Así que me quedé paralizado mientras el Estanque destellaba y crepitaba. Las corrientes luminosas se hicieron más intensas y la Cosa reluciente que tenía atrapado, brillaba y se fortalecía. Su brillante núcleo tomó forma, pero una forma que ni mis ojos ni mi cerebro pudieron definir. Fue si un ser perteneciente a otra esfera de existencia hubieran asumido una forma vagamente humana, pero que no fuera capaz de encubrir su parte no humana. No era hombre ni mujer, no era terrenal ni andrógino. La mezcla de de terror y éxtasis aún me mantenía atrapado. Sólo en un pequeño rincón de mi cerebro residía una zona inmaculada, que se mantenía alejada y observaba. ¿Era el alma? Nunca he creído en algo semejante, pero aun así…

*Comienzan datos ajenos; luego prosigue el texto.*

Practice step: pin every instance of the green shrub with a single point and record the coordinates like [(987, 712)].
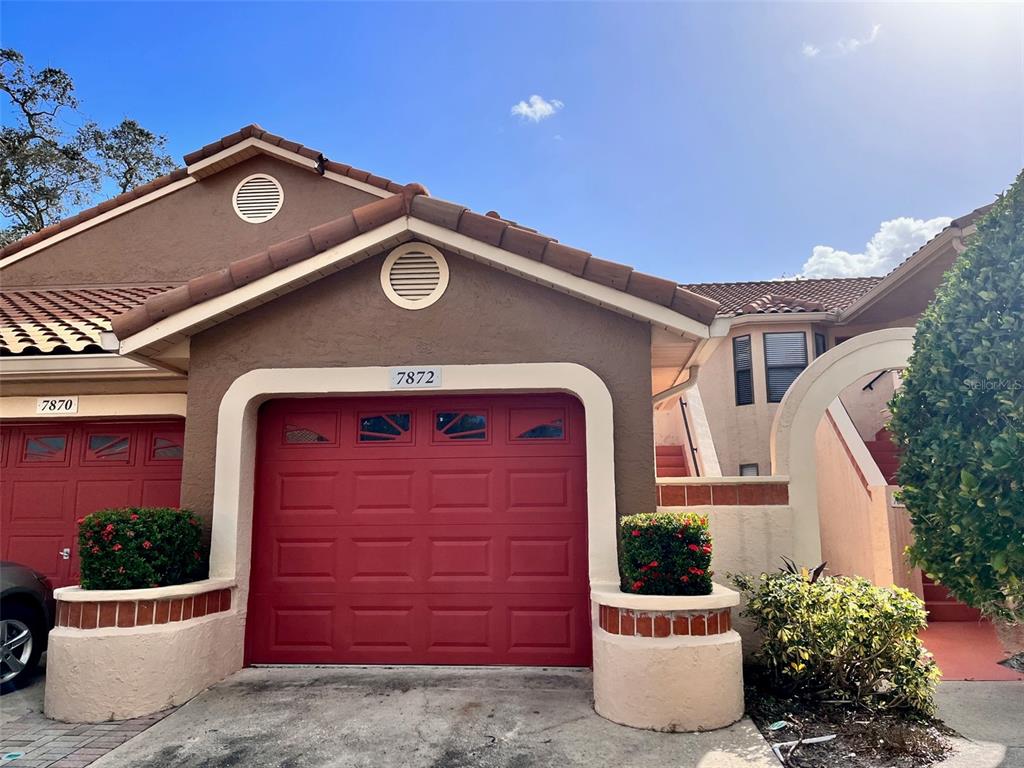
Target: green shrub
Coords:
[(841, 639), (135, 547), (960, 419), (665, 553)]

Sobre la cabeza del cuerpo neblinoso aparecieron repentinamente siete pequeñas luces. Cada una de ellas era del color del rayo bajo el que se encontraba. ¡Supe que el Morador estaba completo!

Escuché un grito. Era la voz de Edith que legó hasta mí como si hubiera escuchado los disparos y me hubiera seguido. Sentí que cada una de mis facultades físicas se unían en un poderoso esfuerzo. Me aparté violentamente del tentáculo que me aprisionaba y éste retrocedió. Me volví para abrazar a Edith, y mientras lo hacía me resbalé y me caí.

La forma radiante que se mantenía sobre el Estanque saltó repentinamente, y Edith se precipitó hacia su interior con la inercia de su carrera, con los brazos desplegados para escudarme. ¡Dios!